En règle générale, le jeûne du 9 av est semblable à celui de Kipour : tout ce que les sages ont prescrit quant au 9 av, c’est à l’exemple de ce que la Torah nous ordonne à Kipour qu’ils l’ont prescrit. À ce titre, figure l’obligation de s’imposer les cinq mortifications citées ci-dessus. Toutefois, puisque le jeûne du 9 av est d’institution rabbinique, ses règles sont plus indulgentes que celles de Kipour, principalement à deux égards :

  • Les sages n’ont pas imposé aux malades de jeûner le 9 av, tandis qu’ils y sont obligés à Kipour : ce n’est que dans le cas où le jeûne risque de mettre en danger la vie du malade que celui-ci est dispensé de jeûner à Kipour.

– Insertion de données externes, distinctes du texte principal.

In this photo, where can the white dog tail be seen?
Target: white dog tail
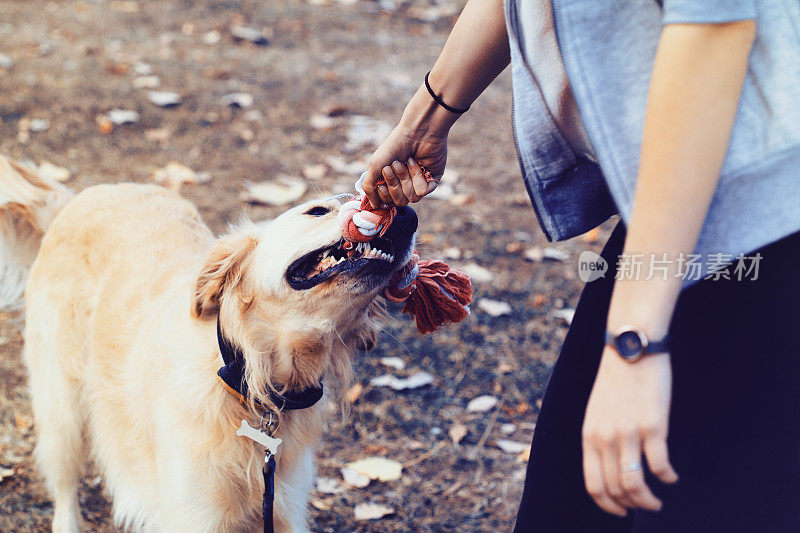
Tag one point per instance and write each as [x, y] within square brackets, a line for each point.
[28, 204]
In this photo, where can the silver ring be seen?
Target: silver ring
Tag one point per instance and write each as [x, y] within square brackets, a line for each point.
[631, 467]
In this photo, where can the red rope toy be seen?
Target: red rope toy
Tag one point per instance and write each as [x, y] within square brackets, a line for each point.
[432, 292]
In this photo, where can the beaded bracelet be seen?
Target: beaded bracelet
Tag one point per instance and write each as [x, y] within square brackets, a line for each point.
[439, 100]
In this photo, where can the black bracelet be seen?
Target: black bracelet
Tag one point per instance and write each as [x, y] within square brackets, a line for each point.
[438, 99]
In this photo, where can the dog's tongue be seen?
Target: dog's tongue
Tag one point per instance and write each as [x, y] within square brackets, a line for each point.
[432, 292]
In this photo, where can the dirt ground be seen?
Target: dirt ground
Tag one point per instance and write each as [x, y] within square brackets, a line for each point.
[71, 62]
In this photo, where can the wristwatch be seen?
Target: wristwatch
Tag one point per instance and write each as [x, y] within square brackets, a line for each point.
[631, 343]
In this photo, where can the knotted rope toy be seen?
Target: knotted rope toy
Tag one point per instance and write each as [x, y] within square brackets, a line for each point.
[432, 292]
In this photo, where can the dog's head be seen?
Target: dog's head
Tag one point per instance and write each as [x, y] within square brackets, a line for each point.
[292, 297]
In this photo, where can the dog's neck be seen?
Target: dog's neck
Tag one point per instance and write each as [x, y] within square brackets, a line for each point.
[232, 377]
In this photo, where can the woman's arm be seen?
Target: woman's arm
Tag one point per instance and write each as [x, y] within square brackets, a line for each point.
[694, 91]
[474, 54]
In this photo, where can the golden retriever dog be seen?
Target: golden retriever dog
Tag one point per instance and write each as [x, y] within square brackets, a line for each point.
[122, 303]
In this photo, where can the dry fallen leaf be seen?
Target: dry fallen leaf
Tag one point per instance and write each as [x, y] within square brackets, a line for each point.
[511, 446]
[353, 478]
[322, 505]
[378, 468]
[371, 511]
[354, 392]
[164, 98]
[23, 422]
[457, 432]
[508, 428]
[554, 254]
[535, 255]
[393, 362]
[157, 135]
[174, 175]
[452, 253]
[315, 172]
[281, 191]
[322, 122]
[119, 117]
[477, 273]
[420, 379]
[50, 171]
[564, 314]
[494, 307]
[327, 485]
[481, 404]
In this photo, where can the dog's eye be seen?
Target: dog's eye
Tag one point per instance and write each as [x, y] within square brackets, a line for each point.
[318, 211]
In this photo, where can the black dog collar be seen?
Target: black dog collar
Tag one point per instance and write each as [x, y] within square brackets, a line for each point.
[232, 375]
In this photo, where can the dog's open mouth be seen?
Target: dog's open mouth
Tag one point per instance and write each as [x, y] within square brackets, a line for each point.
[379, 257]
[326, 263]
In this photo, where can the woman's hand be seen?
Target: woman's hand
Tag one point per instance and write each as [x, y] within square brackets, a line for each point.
[474, 54]
[397, 161]
[627, 418]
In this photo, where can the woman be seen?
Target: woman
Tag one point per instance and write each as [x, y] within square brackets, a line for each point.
[684, 118]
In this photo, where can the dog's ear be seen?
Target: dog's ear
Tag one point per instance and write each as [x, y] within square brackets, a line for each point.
[222, 270]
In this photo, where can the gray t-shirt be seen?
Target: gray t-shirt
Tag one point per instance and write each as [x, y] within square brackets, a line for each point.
[543, 58]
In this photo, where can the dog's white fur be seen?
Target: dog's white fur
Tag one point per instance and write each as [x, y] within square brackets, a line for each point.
[121, 349]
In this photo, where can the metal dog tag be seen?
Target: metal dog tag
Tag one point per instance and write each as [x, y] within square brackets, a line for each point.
[270, 443]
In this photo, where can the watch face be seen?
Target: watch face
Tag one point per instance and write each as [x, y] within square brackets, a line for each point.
[629, 344]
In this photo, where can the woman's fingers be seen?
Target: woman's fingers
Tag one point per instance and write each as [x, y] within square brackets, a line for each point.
[631, 475]
[406, 183]
[595, 483]
[421, 185]
[395, 190]
[609, 455]
[655, 449]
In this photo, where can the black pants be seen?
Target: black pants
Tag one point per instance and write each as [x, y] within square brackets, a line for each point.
[734, 433]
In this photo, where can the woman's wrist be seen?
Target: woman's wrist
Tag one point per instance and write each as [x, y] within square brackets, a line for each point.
[424, 115]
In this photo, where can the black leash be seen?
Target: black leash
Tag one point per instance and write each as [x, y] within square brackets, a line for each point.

  • En tout cas de doute, il y a lieu d’être rigoureux à Kipour, tandis qu’on peut être indulgent le 9 av. Telle est en effet la règle : en tout cas de doute portant sur une norme toranique, il y a lieu d’être rigoureux, tandis qu’en cas de doute portant sur une norme rabbinique, la halakha est conforme à la position indulgente.

Cependant, à un égard, le jeûne du 9 av est plus rigoureux que celui de Kipour : le 9 av, il y a également une obligation de deuil ; aussi, on s’assied sur le sol, on ne se salue pas l’un l’autre, on crée de la pénombre durant la nuit, et il est interdit d’étudier un sujet de Torah qui soit réjouissant. Le jour de Kipour, en revanche, on a seulement l’obligation de se mortifier, mais, en dehors des cinq mortifications susmentionnées, ce jour est considéré comme jour de fête, et l’on revêt de beaux vêtements, on s’assoit sur des sièges, on chante, on se salue l’un l’autre, et bien sûr on se livre sans limite à l’étude de la Torah. (Sans qu’il y ait là de lien avec quelque mortification, il est aussi interdit, à Kipour, d’accomplir des travaux, conformément à toutes les lois de Chabbat.)